The announcement by the Islamist party Jamiat Ulema Islam leaves the coalition with just a small majority in the National Assembly and threatens the stability of the weak civilian government whose cooperation is critical to America’s efforts in neighboring Afghanistan.
The party’s leader, Maulana Fazlur Rehman, said it was leaving because one of its ministers was fired after a scandal involving government organized pilgrimages to Saudi Arabia.
“JUI is leaving the government from today ... our decision is final,” Rehman said.
The move will leave President Asif Ali Zardari’s government with less leverage to push through key legislation. The JUI, for instance, said it will oppose a plan to pass a new sales tax that the government says would bring much needed revenue to the cash-strapped nation.
Still, Farahnaz Ispahani, an aide to Zardari and spokeswoman for the Pakistan People’s Party, said the government was unfazed by the defection.
“With JUI quitting the sky is not falling, the government majority is there,” she said.

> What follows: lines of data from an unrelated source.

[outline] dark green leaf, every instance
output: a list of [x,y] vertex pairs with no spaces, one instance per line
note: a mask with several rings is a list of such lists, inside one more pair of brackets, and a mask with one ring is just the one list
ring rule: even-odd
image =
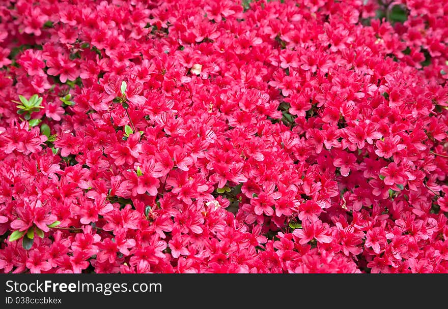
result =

Another Zardari aide, however, said he met with Rehman shortly after his announcement and was hopeful that JUI would remain in the government.
“JUI is our allied party and we will not let them go,” Qayyum Soomro said.
Prime Minister Yousaf Raza Gilani fired two members of the Cabinet on Tuesday over the pilgrimage scandal. One was the religious affairs minister and the other, a member of JUI heading the ministry for science and technology.
Azam Khan Swati of the JUI accused Religious Affairs Minister Hamid Saeed Kazmi of corruption in the cases of the pilgrimages, sparking a federal investigation.
Gilani asked the two to cease their bickering, and then fired both, angering the JUI.
Meanwhile, a suspected US missile strike killed four militants Tuesday in a tribal region near the Afghan border, Pakistani intelligence officials said.
The missiles hit a vehicle believed to be carrying the four from North Waziristan’s main town of Miran Shah to Tappi, an area surrounded by mountains, the two officials said, speaking on condition of anonymity because they were not authorized to speak to the media.
The identities of the dead were not immediately known.
Information from the tribal region is difficult to verify independently because access to the area is restricted and, due to the prevalence of militant groups there, security is tenuous at best.
North Waziristan has been the focus of nearly all of the 100 or so US missile strikes that have landed in Pakistan this year. Unlike other parts of the northwest, Pakistan’s army has yet to wage an offensive against militants in North Waziristan.
Pakistan protests the missile strikes publicly but is believed to secretly support them. The US rarely discusses the covert, CIA-run program.
Recently a group of tribesmen hailing from North Waziristan have threatened to sue the US unless families of civilians killed or wounded by the missile strikes are compensated. Supporters of the program insist, however, that most of the strikes are accurate and kill only militants.